Wstrząs, jaki wywołują obrazy z życia Jurka Górskiego, nie jest bezsensownym epatowaniem agresją czy chamstwem. Wręcz odwrotnie - stanowi wyraziste tło dla heroicznej walki całkowicie osamotnionego chłopaka o własne życie, o odzyskanie nad nim kontroli, a co najważniejsze - ukazuje, że nawet człowiek z nizin społecznych, pozbawiony wsparcia, uzależniony, znienawidzony przez ojca ukochanej dziewczyny (bo w tle reżyser kreśli mezalians), wygrywa tę walkę, sięgając samego szczytu. Zostaje mistrzem świata w niezwykle trudnej, wymagającej dyscyplinie sportowej.

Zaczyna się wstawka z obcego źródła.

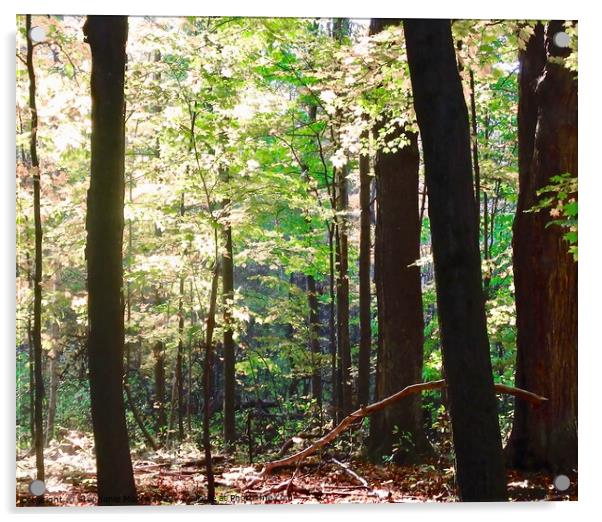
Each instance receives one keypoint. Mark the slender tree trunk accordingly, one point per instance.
(107, 36)
(37, 277)
(53, 370)
(443, 121)
(314, 341)
(132, 403)
(332, 341)
(545, 274)
(475, 142)
(399, 295)
(159, 355)
(180, 353)
(207, 385)
(344, 346)
(229, 350)
(363, 392)
(32, 384)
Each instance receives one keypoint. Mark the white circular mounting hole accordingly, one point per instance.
(37, 34)
(37, 488)
(562, 482)
(561, 39)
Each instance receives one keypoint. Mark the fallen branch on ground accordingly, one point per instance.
(365, 411)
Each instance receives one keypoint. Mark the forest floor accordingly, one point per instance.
(165, 478)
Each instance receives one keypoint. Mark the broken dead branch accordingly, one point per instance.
(350, 472)
(366, 411)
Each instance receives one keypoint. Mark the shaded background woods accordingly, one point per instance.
(249, 223)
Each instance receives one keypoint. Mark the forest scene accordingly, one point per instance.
(295, 260)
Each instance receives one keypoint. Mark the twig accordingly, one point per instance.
(350, 472)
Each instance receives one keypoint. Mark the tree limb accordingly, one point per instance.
(366, 411)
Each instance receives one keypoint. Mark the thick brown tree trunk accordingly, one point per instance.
(342, 283)
(229, 350)
(443, 121)
(399, 295)
(107, 36)
(314, 342)
(37, 276)
(363, 390)
(545, 274)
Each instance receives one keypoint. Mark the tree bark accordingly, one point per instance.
(399, 295)
(180, 352)
(158, 353)
(53, 370)
(332, 335)
(342, 282)
(37, 277)
(107, 36)
(353, 418)
(363, 392)
(229, 350)
(443, 121)
(207, 381)
(314, 341)
(545, 274)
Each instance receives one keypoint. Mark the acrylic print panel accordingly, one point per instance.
(228, 233)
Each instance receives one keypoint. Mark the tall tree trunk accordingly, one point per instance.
(229, 350)
(180, 353)
(159, 356)
(314, 341)
(475, 142)
(37, 277)
(207, 384)
(53, 370)
(107, 36)
(363, 391)
(443, 121)
(342, 282)
(545, 274)
(332, 336)
(399, 295)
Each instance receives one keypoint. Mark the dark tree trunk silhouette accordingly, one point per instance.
(545, 274)
(332, 334)
(107, 36)
(314, 341)
(363, 390)
(159, 356)
(399, 294)
(342, 283)
(37, 275)
(229, 350)
(443, 121)
(180, 352)
(207, 380)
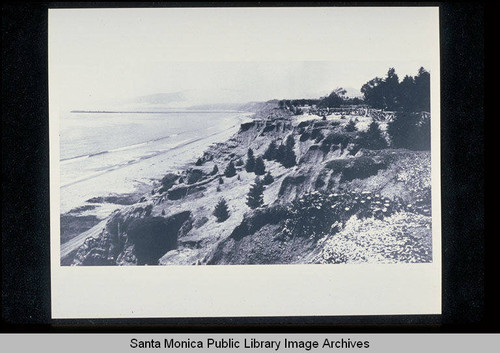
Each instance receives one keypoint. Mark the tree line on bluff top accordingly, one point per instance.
(412, 94)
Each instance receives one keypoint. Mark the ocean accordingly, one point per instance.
(107, 152)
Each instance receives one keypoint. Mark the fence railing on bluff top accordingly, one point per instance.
(376, 114)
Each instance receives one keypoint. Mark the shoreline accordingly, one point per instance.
(88, 202)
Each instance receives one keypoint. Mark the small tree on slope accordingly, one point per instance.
(260, 168)
(221, 211)
(250, 165)
(255, 197)
(230, 170)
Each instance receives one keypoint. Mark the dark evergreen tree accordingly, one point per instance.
(422, 91)
(351, 126)
(280, 153)
(268, 179)
(230, 170)
(255, 197)
(290, 159)
(391, 90)
(372, 92)
(260, 168)
(221, 211)
(290, 142)
(270, 153)
(250, 165)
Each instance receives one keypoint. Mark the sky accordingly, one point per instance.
(106, 56)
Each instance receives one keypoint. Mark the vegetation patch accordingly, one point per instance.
(362, 168)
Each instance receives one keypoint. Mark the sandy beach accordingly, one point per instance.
(87, 201)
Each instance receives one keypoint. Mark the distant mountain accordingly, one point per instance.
(161, 98)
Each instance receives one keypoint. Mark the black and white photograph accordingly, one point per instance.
(232, 136)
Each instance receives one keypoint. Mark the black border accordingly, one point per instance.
(470, 288)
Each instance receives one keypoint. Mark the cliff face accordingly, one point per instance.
(311, 213)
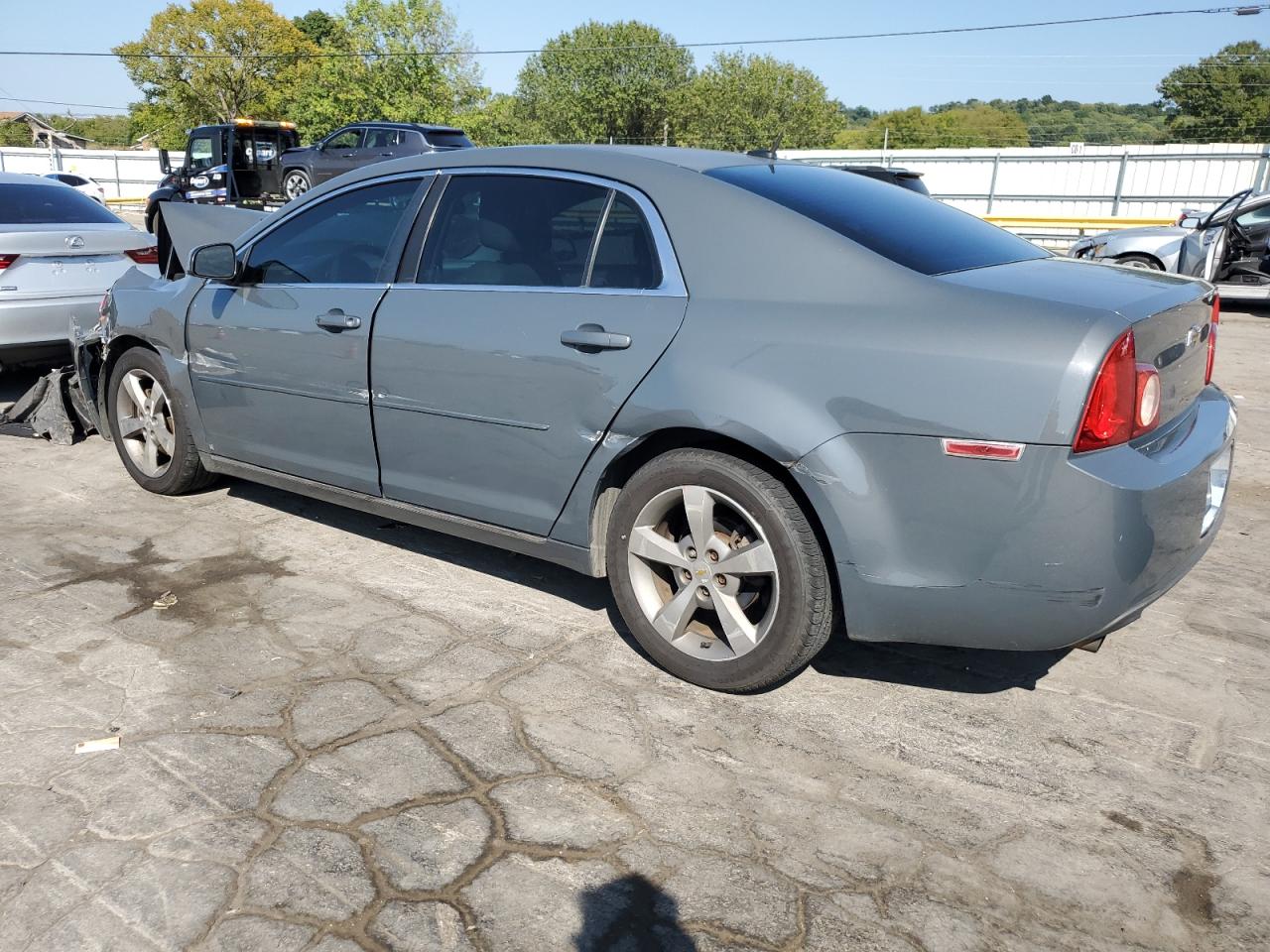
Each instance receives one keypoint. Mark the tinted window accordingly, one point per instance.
(50, 204)
(625, 257)
(348, 139)
(200, 153)
(448, 140)
(512, 230)
(897, 223)
(381, 139)
(343, 240)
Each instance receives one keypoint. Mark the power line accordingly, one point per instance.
(889, 35)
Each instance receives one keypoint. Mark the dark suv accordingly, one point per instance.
(362, 144)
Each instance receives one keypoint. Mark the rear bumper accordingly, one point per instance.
(1037, 555)
(45, 320)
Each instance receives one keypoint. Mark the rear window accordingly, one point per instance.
(894, 222)
(50, 204)
(448, 140)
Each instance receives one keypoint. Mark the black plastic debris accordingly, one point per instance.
(54, 409)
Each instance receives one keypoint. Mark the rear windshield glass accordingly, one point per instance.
(901, 225)
(49, 204)
(448, 140)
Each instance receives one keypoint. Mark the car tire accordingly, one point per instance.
(747, 627)
(149, 426)
(1143, 262)
(295, 182)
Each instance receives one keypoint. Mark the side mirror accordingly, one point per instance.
(213, 262)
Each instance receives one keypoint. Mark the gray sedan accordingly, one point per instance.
(1227, 246)
(765, 399)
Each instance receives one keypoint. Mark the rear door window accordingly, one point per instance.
(343, 240)
(50, 204)
(512, 230)
(908, 229)
(625, 257)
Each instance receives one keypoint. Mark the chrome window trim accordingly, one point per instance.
(244, 252)
(672, 276)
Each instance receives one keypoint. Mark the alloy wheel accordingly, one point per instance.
(702, 572)
(144, 421)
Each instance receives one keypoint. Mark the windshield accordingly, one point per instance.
(908, 229)
(42, 203)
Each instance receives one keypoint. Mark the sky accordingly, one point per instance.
(1118, 62)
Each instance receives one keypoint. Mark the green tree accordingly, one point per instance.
(1222, 98)
(952, 127)
(405, 62)
(318, 26)
(742, 102)
(203, 62)
(603, 80)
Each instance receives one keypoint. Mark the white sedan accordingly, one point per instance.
(60, 252)
(80, 182)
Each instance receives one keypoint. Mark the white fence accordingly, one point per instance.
(1129, 181)
(1132, 181)
(123, 175)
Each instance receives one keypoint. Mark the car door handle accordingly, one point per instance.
(593, 336)
(335, 320)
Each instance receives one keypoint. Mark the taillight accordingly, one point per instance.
(1124, 402)
(1211, 338)
(144, 255)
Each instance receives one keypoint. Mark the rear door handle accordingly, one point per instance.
(335, 320)
(593, 336)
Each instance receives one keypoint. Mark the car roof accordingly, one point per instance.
(388, 125)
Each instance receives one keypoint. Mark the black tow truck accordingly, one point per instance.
(229, 164)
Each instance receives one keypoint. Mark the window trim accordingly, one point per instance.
(672, 277)
(426, 179)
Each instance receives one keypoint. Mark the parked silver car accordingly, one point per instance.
(60, 250)
(738, 388)
(1227, 246)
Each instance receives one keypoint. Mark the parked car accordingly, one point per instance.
(80, 182)
(60, 250)
(893, 175)
(227, 164)
(362, 144)
(737, 388)
(1227, 245)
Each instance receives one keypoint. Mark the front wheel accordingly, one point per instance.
(295, 182)
(717, 572)
(149, 426)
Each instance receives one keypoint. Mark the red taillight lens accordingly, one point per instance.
(145, 255)
(1211, 338)
(1124, 402)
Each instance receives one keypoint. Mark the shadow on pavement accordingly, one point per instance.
(956, 669)
(630, 914)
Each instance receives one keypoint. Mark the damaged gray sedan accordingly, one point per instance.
(763, 399)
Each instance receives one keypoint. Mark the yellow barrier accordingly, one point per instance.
(1074, 222)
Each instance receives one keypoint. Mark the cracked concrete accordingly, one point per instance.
(353, 735)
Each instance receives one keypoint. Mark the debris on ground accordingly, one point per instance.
(54, 409)
(91, 747)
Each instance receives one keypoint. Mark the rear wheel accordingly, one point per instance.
(149, 426)
(1143, 262)
(716, 571)
(295, 182)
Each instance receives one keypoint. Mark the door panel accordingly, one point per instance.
(278, 391)
(479, 408)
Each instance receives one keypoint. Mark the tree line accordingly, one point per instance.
(624, 81)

Czy dla młodych chłopców, którzy oglądali ten film nie jest to doskonała lekcja, ukazująca, że każdy może odnieść sukces i wygrać walkę z nałogiem? Nawet tym najgorszym – z narkotykami. To pytanie retoryczne, ale absolutna cisza w sali kina Forum była najlepszym dowodem na to, że film trafił głęboko we wrażliwość naszych uczniów. Nikt na sali się nie śmiał, nikt nie ekscytował się wulgarnym językiem, który (nie przesadzajmy) wcale nie był aż tak dominujący w całym filmie. Same wulgaryzmy również nie były z rodzaju tych najgorszych. Język filmu był jedynie narzędziem, a nie celem samym w sobie.
Jedyna scena nagości (a raczej zabawnego negliżu) w filmie jest tak w gruncie rzeczy niewinna, że z całą pewnością można ją nazwać romantyczną - w żadnym razie gorszącą. Wykształcony człowiek w tej scenie znajdzie raczej motyw z klasyki literatury światowej i w Paulinie oraz Jurku tęskniącym pod jej oknem rozpozna Romea i Julię z dramatu Szekspira. Ale to wymaga wrażliwości, oczytania i… dobrej woli.
Opowieść nie unika niewygodnej prawdy. Kiedy Jurek zgłasza się do Monaru i poznaje panujące tam drakońskie prawa Marka Kotańskiego (bardzo wartościowe autentyczne kadry z zajęć Marka Kotańskiego i jego pacjentów), widz dowiaduje się, że wejście na drogę narkotyków jest łatwe, ale wyjście z nałogu to walka ponad siły większości z ludzi, jacy tam trafiają. Mimo to nasz bohater podejmuje wyzwanie i rozpoczyna walkę z… samym sobą.
Kiedy w filmie ukazany jest punkt kulminacyjny, czyli niemal niemożliwe do osiągnięcia, a jednak odniesione zwycięstwo sportowe Jurka Górskiego w USA, cała sala zaczęła niemal ekstatycznie bić brawa. Tak reagują świadomi młodzi ludzie zachwyceni wewnętrzną walką głównego bohatera i jego sukcesem na końcu tej wyboistej drogi.
Na sali był obecny sam Pan Jerzy Górski - człowiek, który stanowił inspirację dla reżysera do nakręcenia tego wartościowego i przejmującego filmu. Pan Jerzy po filmie przeprowadził wspaniałe warsztaty z młodzieżą. O ich wysokiej wartości może świadczyć fakt, że około sześcioro chętnych uczniów z publiczności wyszło na środek i byli oni na tyle zintegrowani i wczuwający się w historię Pana Jerzego, że sami zaczęli opowiadać o sobie bardzo intymne kwestie. To było wspaniałe, patrzeć jak nasi uczniowie, którzy często zachowują się niedojrzale, szkodliwie lub po prostu głupio byli zawładnięci przekazem filmu i warsztatów. Zobaczyli, że to była prawdziwa historia prawdziwego chłopaka z krwi i kości - takiego, jak oni - który przeklinał i popełniał błędy, ale, w przeciwieństwie do nich, poszedł za daleko. Na szczęście zatrzymał się, podjął wyzwanie i wygrał. To była trudna walka w trudnych, brudnych warunkach. Ale przed tym właśnie chce uchronić Pan Jerzy Górski naszych uczniów.